AGRICOLTURA. Frutta gratis nelle scuole europee: la proposta della Commissione

BRUXELLES. Recuperare la frutta e la verdure come alimenti fondamentali della dieta. E’ questo uno degli obiettivi della proposta lanciata dalla Commissione Europea che a partire dal prossimo anno si accollerà il 100% delle spese per le operazioni di distribuzione gratuita di questi alimenti nelle scuole, colonie di vacanze, ospedali, enti caritativi, ospizi per persone anziane e istituti di pena, nel limite quantitativo del 5% della produzione commercializzata da ciascuna organizzazione di produttori.

Con questa iniziativa l’Ue mira a conseguire due obiettivi contemporaneamente. Da una parte promuovere una migliore alimentazione tra i giovani per frenare l’attuale tendenza all’obesità della popolazione europea. Dall’altro dare sbocco all’eccedenza di frutta e verdura degli agricoltori comunitari. Il consumo di questi prodotti un Europa è molto inferiore a quello che l’Organizzazione mondiale della sanità raccomanda, che è pari a un consumo giornaliero di 400 grammi pro capite. Attualmente solo la Grecia e l’Italia raggiungono e superano questo livello. Il presupposto riservato per questa azione è però meno ambizioso del suo progetto: otto milioni di euro per finanziare le "donazioni". A questa cifra si aggiungono comunque altri sei milioni di euro riservati al finanziamento di iniziative per i minori di 18 anni, tra cui campagne di informazionee prevenzione.

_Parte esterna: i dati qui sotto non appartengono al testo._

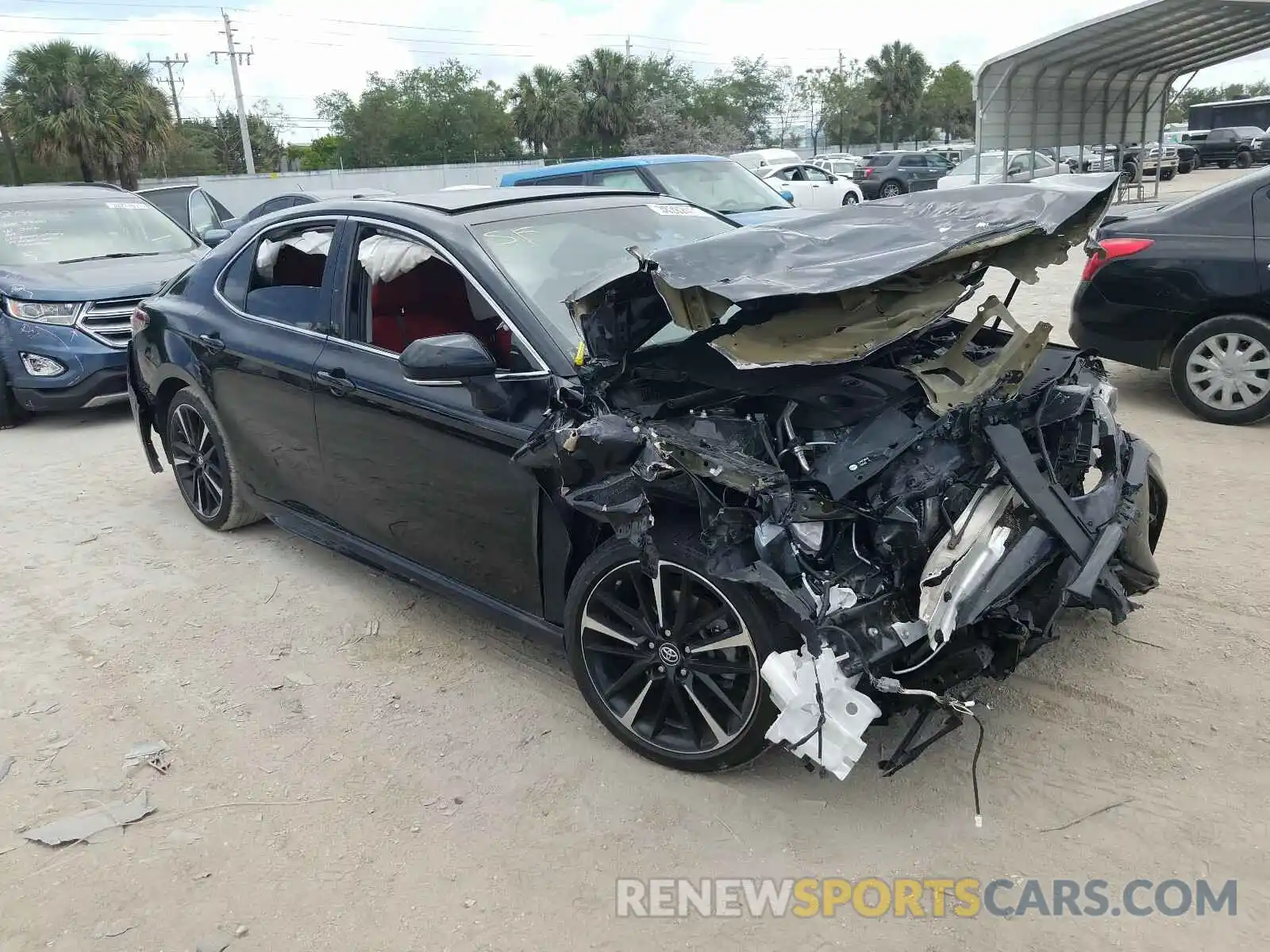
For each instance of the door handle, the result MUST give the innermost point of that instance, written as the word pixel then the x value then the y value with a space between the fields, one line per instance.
pixel 336 381
pixel 213 342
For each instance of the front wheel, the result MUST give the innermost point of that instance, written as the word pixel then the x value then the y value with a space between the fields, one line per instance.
pixel 205 466
pixel 671 664
pixel 1221 370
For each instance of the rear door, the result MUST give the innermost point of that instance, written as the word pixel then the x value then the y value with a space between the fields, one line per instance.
pixel 260 349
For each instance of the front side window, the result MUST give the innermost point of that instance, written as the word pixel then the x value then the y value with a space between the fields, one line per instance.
pixel 279 276
pixel 549 257
pixel 67 230
pixel 404 291
pixel 202 219
pixel 626 179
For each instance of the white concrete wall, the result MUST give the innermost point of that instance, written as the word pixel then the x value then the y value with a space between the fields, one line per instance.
pixel 241 194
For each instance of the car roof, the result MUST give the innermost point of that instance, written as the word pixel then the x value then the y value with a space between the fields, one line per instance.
pixel 73 190
pixel 605 164
pixel 475 200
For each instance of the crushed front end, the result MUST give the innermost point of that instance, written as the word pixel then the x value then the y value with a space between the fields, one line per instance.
pixel 914 495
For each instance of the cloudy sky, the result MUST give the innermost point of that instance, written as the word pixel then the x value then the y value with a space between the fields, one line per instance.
pixel 306 48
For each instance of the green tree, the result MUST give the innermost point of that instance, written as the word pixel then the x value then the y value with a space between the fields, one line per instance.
pixel 609 86
pixel 949 102
pixel 897 78
pixel 56 98
pixel 545 108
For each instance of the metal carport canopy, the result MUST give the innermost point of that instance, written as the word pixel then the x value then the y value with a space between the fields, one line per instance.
pixel 1106 80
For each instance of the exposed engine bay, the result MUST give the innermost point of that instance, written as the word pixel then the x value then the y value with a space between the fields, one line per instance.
pixel 918 497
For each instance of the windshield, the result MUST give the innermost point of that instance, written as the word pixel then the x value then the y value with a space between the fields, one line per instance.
pixel 988 165
pixel 549 257
pixel 65 230
pixel 722 187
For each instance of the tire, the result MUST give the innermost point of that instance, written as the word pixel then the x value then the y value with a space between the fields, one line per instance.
pixel 209 467
pixel 647 674
pixel 12 413
pixel 1231 340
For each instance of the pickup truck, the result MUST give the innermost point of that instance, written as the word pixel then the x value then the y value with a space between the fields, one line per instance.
pixel 1231 145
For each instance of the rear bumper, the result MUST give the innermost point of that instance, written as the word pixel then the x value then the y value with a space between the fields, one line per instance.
pixel 1122 333
pixel 143 413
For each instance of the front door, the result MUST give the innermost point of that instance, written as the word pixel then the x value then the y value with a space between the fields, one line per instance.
pixel 260 348
pixel 425 471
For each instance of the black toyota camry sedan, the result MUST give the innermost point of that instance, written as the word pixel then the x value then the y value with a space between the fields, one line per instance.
pixel 1187 287
pixel 761 482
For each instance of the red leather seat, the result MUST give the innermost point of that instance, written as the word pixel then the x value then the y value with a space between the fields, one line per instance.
pixel 427 301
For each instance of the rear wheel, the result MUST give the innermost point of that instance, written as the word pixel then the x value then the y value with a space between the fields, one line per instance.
pixel 1221 370
pixel 205 466
pixel 12 413
pixel 671 664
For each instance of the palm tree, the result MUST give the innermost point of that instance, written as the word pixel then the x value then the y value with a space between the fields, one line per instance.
pixel 57 99
pixel 609 86
pixel 544 108
pixel 897 76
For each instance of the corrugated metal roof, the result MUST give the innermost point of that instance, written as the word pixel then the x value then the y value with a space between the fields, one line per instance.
pixel 1106 80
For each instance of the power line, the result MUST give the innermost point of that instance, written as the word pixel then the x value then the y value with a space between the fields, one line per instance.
pixel 235 57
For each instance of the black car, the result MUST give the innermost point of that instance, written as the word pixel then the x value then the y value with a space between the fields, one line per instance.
pixel 1232 145
pixel 1187 286
pixel 745 533
pixel 194 209
pixel 889 175
pixel 291 200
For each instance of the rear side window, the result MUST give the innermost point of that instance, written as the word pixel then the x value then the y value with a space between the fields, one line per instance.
pixel 279 276
pixel 626 179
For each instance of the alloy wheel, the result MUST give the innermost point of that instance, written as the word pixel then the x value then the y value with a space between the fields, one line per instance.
pixel 1230 372
pixel 197 461
pixel 671 658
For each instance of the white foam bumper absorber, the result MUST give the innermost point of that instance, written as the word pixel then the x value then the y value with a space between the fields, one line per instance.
pixel 791 677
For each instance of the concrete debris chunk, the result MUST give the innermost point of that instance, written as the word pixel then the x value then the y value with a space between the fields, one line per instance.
pixel 89 823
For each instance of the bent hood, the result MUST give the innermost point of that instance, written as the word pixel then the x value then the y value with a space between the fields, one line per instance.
pixel 99 279
pixel 838 285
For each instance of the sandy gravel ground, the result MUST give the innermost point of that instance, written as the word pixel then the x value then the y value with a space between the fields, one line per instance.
pixel 360 766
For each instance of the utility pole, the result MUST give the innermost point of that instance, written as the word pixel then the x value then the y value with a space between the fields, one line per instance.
pixel 171 80
pixel 235 57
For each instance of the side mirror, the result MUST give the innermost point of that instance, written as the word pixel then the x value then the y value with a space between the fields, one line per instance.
pixel 446 357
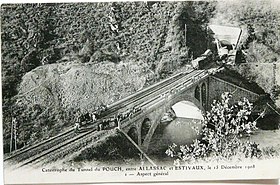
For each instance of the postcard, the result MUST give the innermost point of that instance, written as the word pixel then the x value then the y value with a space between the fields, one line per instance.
pixel 140 91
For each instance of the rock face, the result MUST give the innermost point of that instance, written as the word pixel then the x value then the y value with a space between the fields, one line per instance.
pixel 79 86
pixel 266 75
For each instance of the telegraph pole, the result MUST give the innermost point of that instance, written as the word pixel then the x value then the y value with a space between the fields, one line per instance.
pixel 15 134
pixel 11 141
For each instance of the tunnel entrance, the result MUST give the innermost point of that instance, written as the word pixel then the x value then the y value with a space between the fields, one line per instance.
pixel 179 130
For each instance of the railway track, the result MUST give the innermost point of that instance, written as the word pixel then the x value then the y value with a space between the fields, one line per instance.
pixel 29 155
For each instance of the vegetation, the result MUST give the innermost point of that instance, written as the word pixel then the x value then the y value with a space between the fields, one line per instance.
pixel 147 37
pixel 222 132
pixel 260 20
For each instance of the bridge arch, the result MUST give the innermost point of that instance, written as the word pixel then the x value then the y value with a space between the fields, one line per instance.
pixel 145 127
pixel 167 105
pixel 133 134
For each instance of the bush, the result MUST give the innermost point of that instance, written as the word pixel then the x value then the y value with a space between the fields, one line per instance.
pixel 221 134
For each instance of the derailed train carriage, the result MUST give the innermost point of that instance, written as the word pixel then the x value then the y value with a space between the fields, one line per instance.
pixel 202 61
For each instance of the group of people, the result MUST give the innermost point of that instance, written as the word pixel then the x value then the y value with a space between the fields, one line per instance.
pixel 83 119
pixel 115 120
pixel 111 122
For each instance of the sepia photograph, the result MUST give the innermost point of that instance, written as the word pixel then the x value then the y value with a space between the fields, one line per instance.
pixel 140 91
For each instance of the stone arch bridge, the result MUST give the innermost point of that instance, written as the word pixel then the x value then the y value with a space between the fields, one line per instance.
pixel 201 91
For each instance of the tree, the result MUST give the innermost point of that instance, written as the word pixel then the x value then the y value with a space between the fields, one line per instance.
pixel 223 128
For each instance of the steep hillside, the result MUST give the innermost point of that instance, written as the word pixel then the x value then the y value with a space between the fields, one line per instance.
pixel 61 58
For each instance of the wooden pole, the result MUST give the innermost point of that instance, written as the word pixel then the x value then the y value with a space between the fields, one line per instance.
pixel 11 141
pixel 142 152
pixel 185 35
pixel 15 135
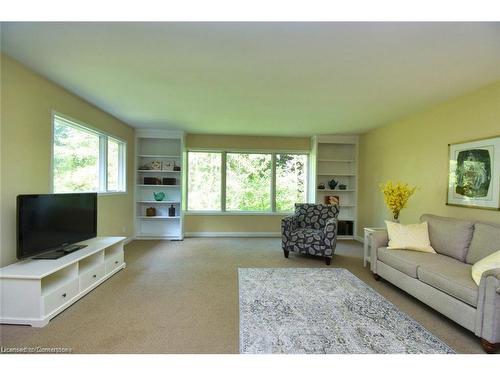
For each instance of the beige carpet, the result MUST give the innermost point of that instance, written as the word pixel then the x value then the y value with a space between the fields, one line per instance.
pixel 182 297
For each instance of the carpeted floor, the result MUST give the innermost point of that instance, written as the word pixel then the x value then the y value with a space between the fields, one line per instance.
pixel 182 297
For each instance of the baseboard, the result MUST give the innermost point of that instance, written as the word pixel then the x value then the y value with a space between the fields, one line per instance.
pixel 232 234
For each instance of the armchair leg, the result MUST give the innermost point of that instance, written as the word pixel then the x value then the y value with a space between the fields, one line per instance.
pixel 488 347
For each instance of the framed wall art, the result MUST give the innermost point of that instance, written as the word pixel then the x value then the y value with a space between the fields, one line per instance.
pixel 474 174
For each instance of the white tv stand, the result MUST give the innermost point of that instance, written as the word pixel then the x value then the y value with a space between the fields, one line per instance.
pixel 34 291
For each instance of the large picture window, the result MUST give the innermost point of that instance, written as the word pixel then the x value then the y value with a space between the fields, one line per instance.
pixel 204 176
pixel 85 160
pixel 245 182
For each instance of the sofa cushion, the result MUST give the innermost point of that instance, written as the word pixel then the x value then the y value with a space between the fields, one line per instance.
pixel 449 236
pixel 454 279
pixel 406 261
pixel 409 237
pixel 485 241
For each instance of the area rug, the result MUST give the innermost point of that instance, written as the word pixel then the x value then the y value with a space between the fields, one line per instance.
pixel 323 310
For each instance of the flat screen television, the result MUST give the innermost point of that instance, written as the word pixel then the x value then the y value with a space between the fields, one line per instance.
pixel 51 223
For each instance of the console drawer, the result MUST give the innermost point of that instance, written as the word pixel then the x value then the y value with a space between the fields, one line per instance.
pixel 114 261
pixel 60 296
pixel 92 276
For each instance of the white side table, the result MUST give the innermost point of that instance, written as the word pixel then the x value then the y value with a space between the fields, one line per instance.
pixel 368 243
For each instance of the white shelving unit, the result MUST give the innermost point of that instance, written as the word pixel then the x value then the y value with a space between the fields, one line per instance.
pixel 336 157
pixel 163 147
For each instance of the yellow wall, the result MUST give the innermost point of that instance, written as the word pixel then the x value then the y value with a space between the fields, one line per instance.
pixel 27 100
pixel 240 223
pixel 415 150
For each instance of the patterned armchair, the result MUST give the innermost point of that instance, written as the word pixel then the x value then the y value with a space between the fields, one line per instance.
pixel 312 230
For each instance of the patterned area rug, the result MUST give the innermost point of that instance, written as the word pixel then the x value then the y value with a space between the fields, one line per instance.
pixel 323 310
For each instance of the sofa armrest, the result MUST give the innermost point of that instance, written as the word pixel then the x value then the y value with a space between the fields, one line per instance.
pixel 488 306
pixel 330 233
pixel 379 238
pixel 288 225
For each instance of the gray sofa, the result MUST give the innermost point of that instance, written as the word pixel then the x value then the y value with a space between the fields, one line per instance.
pixel 443 280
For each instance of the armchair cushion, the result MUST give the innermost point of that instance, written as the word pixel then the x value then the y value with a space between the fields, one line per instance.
pixel 312 230
pixel 308 235
pixel 314 215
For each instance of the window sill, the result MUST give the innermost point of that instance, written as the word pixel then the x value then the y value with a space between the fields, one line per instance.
pixel 106 193
pixel 236 213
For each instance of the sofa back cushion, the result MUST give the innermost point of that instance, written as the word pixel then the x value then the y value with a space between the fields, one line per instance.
pixel 485 241
pixel 451 237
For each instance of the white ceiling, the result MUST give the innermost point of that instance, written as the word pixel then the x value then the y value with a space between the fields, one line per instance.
pixel 260 78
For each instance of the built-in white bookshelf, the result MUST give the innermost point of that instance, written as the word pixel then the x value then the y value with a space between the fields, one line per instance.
pixel 336 158
pixel 158 152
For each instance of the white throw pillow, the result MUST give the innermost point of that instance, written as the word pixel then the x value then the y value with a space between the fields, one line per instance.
pixel 409 237
pixel 491 262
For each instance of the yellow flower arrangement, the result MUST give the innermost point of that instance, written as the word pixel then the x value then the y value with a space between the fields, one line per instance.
pixel 396 196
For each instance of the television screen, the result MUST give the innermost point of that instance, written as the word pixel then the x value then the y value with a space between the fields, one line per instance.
pixel 50 221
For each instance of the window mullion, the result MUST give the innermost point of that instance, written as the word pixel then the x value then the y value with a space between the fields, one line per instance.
pixel 273 182
pixel 223 182
pixel 103 163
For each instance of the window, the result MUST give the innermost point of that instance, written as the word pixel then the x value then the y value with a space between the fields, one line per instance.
pixel 290 180
pixel 204 176
pixel 85 160
pixel 245 182
pixel 248 182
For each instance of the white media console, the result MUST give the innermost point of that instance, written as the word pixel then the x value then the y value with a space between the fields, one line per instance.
pixel 34 291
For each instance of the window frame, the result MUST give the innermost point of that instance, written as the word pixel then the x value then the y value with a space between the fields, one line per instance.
pixel 223 211
pixel 103 155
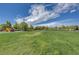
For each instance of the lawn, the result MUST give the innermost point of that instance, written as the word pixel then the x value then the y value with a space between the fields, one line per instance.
pixel 39 43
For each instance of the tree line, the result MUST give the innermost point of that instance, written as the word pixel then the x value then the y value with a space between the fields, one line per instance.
pixel 23 26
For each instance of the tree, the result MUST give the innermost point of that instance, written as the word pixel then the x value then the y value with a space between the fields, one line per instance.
pixel 24 26
pixel 8 23
pixel 16 26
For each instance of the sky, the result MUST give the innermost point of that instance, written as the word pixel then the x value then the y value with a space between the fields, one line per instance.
pixel 43 14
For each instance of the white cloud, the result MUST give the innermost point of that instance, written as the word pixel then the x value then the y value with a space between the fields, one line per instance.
pixel 39 13
pixel 72 11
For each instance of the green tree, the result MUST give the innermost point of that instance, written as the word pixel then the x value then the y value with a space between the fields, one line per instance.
pixel 8 23
pixel 24 26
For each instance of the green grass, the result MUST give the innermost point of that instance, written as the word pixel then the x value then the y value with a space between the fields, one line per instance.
pixel 39 42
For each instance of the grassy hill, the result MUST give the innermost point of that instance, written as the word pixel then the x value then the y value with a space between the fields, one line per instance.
pixel 39 42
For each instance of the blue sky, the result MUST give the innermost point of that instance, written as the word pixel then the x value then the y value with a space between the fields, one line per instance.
pixel 51 14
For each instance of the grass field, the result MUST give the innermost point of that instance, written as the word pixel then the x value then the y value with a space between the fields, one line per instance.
pixel 39 42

I prodotti ritirati dal mercato potranno essere distribuiti gratuitamente ad enti cariativi, scuole e colonie di vacanze ma garantiranno allo stesso tempo che i produttori europei possano continuare a ricevere aiuti per le eccedenze delle loro produzioni. Sulla carta l’Italia, primo produttore comunitario con un fatturato di 11,2 miliardi, dovrebbe riuscire a mantenere il livello annuo di finanziamenti che si avvicina al miliardo.

L’iniziativa fa parte di un’ampia riforma dell’organizzazione comune dei mercati nel settore ortofrutticolo, intesa ad allineare questo settore con il resto della Politica Agricola Comunitaria riformata. La proposta mira a potenziare la competitività e l’orientamento al mercato dell’ortofrutta europea, a ridurre le fluttuazioni di reddito dovute alle crisi di mercato, ad aumentare il consumo di ortofrutticoli, a promuovere la tutela ambientale e, ove possibile, a semplificare la normativa e alleggerire l’onere amministrativo.

La riforma incoraggerà un maggior numero di coltivatori ad aderire alle organizzazioni di produttori, fornirà alle OP nuovi strumenti per la gestione delle crisi, incorporerà il settore ortofrutticolo nel regime di pagamento unico, renderà obbligatoria una soglia di spesa per interventi ambientali, potenzierà i finanziamenti UE a favore della produzione biologica e per azioni promozionali e abolirà le sovvenzioni all’esportazione per l’ortofrutta. La Commissione si augura che la proposta di riforma – che non avrà alcuna incidenza sul bilancio – sia approvata dal Consiglio e dal Parlamento entro il primo semestre 2007 e possa entrare in vigore nel 2008.